Tyler Cowen on Maggie Mahar's Money-Driven Medicine concludes: "Single-payer systems will improve matters only if you think the government will make wise decisions about the supply chain. Otherwise we are choking off supply indiscriminately by lowering prices to providers." I try not to make overly grandiose claims about health care policy because I know full well that it's a complicated subject about which others know more than I. But how bad an idea, really, is indiscriminate supply-choking?

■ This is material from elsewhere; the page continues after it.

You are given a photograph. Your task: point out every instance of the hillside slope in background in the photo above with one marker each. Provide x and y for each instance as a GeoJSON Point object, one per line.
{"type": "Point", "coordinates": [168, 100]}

The evidence suggests that health care suppliers are much better at selling people health care services than they are at improving health outcomes. Choke off supply indiscriminately and you can save a lot of money without making people's health outcomes much worse. To generate a significant adverse health impact relative to the status quo, you'd have to be actively trying to produce a bad result. What's more, if you don't quite choke of supply indiscriminately, but instead isolate a relatively small number of services that are uncontroversiall cheap and effective (your proverbial vaccines, pre- and neo-natal care, cholesterol medications) things might actually get better, since poor people underconsume that stuff.

Meanwhile, the range of alternative things to spend money on that would do far more than health care to make people healthier is huge. Better inter-city trains and regional mass transit would mean less driving, which would be a huge life saver. It would also lead to somewhat more walking, which would be good for people. You could subsidize fresh produce, or gym memberships, or build more public pools and better parks to get people to adopt healthier lifestyles. Lead paint abatement. Virtually anything is a potentially more effective means of improving health outcomes than is health care. That's how I see it, at least. I basically stole this idea from Philip Longman who has a somewhat more draconian take on the issue than I do.